Air-Gapped Deployment Guide
May 1, 2026 · View on GitHub
Deploy LLMKube in environments without internet access. This guide covers deploying models from local file paths, private registries, and pre-downloaded GGUF files.
Use Cases
- Government/Defense: Classified networks with no internet access
- Healthcare: HIPAA-compliant environments with restricted egress
- Finance: Air-gapped trading systems and compliance environments
- Edge: Remote locations with limited or no connectivity
- Corporate: Private networks with strict firewall rules
Prerequisites
- Kubernetes cluster (v1.11.3+) with no internet access
- LLMKube operator installed (see offline installation)
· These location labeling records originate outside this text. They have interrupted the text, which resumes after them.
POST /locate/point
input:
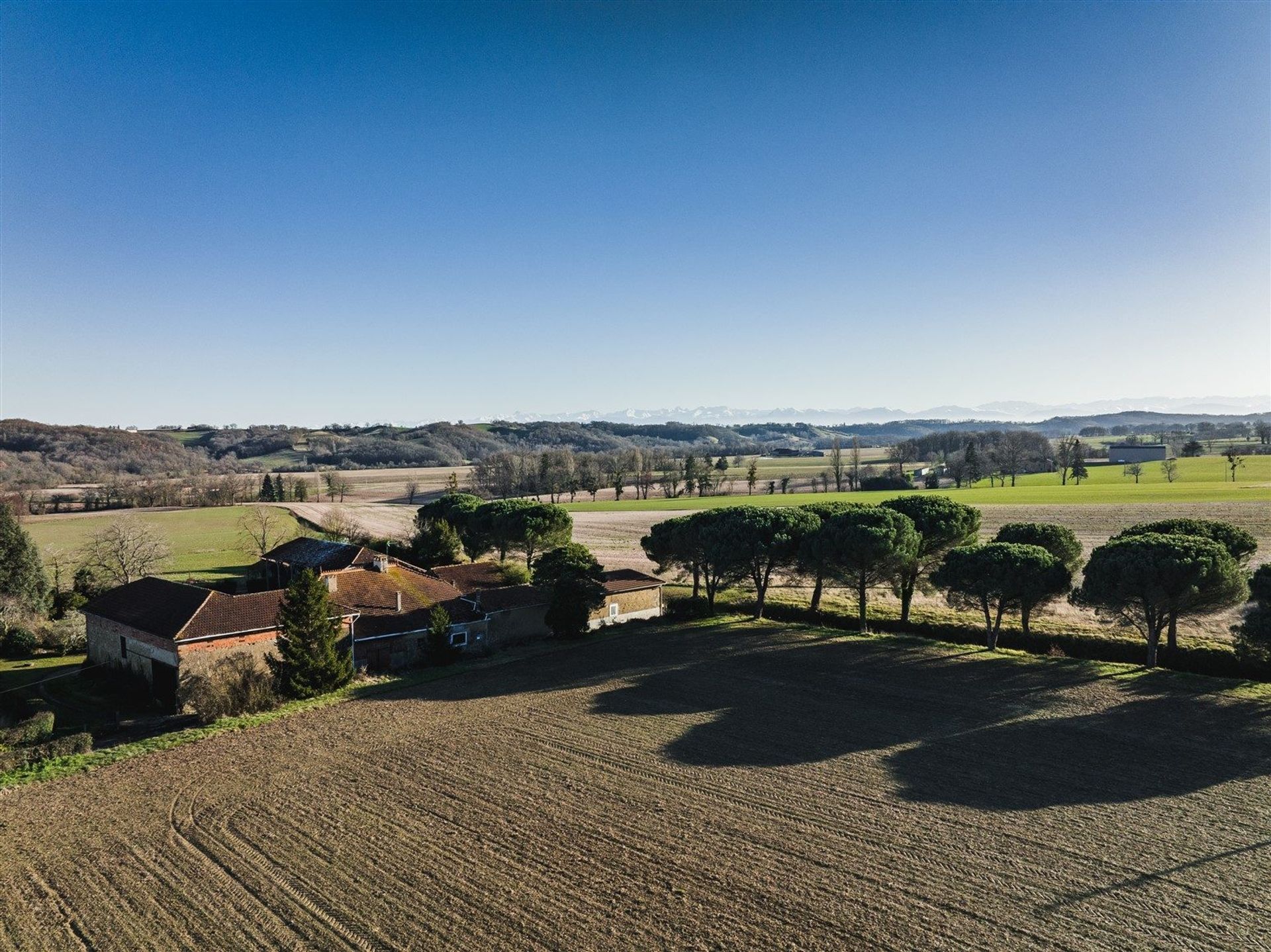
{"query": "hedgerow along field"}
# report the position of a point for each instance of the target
(1200, 479)
(716, 787)
(207, 543)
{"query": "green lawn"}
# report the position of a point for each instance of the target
(207, 543)
(23, 671)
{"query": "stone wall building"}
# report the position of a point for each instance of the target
(160, 630)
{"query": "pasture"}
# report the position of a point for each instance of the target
(1200, 479)
(207, 543)
(715, 787)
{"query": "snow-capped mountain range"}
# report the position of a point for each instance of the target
(1001, 411)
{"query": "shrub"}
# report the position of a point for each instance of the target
(65, 636)
(886, 482)
(34, 729)
(1260, 585)
(234, 685)
(63, 746)
(18, 643)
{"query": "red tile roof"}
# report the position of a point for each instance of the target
(628, 580)
(514, 596)
(181, 612)
(320, 555)
(374, 593)
(472, 576)
(152, 605)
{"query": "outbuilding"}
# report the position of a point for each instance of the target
(1138, 453)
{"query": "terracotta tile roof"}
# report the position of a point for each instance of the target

- Pre-downloaded GGUF model file(s)
llmkubeCLI installed on a workstation with cluster access
Quick Start: Deploy from Local Path
Step 1: Pre-download the Model
On a machine with internet access, download the GGUF file:
# Example: Download Llama 3.1 8B
curl -L -o llama-3.1-8b-q4_k_m.gguf \
"https://huggingface.co/bartowski/Meta-Llama-3.1-8B-Instruct-GGUF/resolve/main/Meta-Llama-3.1-8B-Instruct-Q4_K_M.gguf"
# Verify the file
ls -lh llama-3.1-8b-q4_k_m.gguf
# Should show ~4.9GB
Step 2: Transfer to Air-Gapped Environment
Transfer the GGUF file to a location accessible by your Kubernetes nodes:
# Option A: Copy to a shared NFS mount
cp llama-3.1-8b-q4_k_m.gguf /mnt/nfs/models/
# Option B: Copy to each node (if no shared storage)
scp llama-3.1-8b-q4_k_m.gguf node1:/mnt/models/
scp llama-3.1-8b-q4_k_m.gguf node2:/mnt/models/
# Option C: Use a PersistentVolume
# (see PVC-based deployment below)
Step 3: Deploy with CLI
# Deploy using local path
llmkube deploy my-llama --gpu \
--source /mnt/models/llama-3.1-8b-q4_k_m.gguf \
--cpu 4 \
--memory 8Gi \
--gpu-layers 32
# Or use catalog defaults with local override
llmkube deploy llama-3.1-8b --gpu \
--source-override /mnt/models/llama-3.1-8b-q4_k_m.gguf
Step 4: Verify Deployment
# Check model status (should show "Copying" then "Ready")
llmkube list models
# Check service status
llmkube list services
# Test the endpoint
kubectl port-forward svc/my-llama 8080:8080 &
curl http://localhost:8080/v1/chat/completions \
-H "Content-Type: application/json" \
-d '{"messages":[{"role":"user","content":"Hello!"}]}'
Deployment Options
Option 1: Absolute File Path
The simplest approach for nodes with local model storage:
apiVersion: inference.llmkube.dev/v1alpha1
kind: Model
metadata:
name: local-llama
spec:
source: /mnt/models/llama-3.1-8b-q4_k_m.gguf
format: gguf
hardware:
accelerator: cuda
gpu:
enabled: true
count: 1
Requirements:
- Model file must exist at the same path on all nodes where pods may run
- Use a DaemonSet or node affinity to ensure pods land on nodes with the model
Option 2: file:// URL
Equivalent to absolute path, but explicit about the scheme:
apiVersion: inference.llmkube.dev/v1alpha1
kind: Model
metadata:
name: local-llama
spec:
source: file:///mnt/models/llama-3.1-8b-q4_k_m.gguf
format: gguf
Option 3: PVC Source (Recommended for Air-Gapped)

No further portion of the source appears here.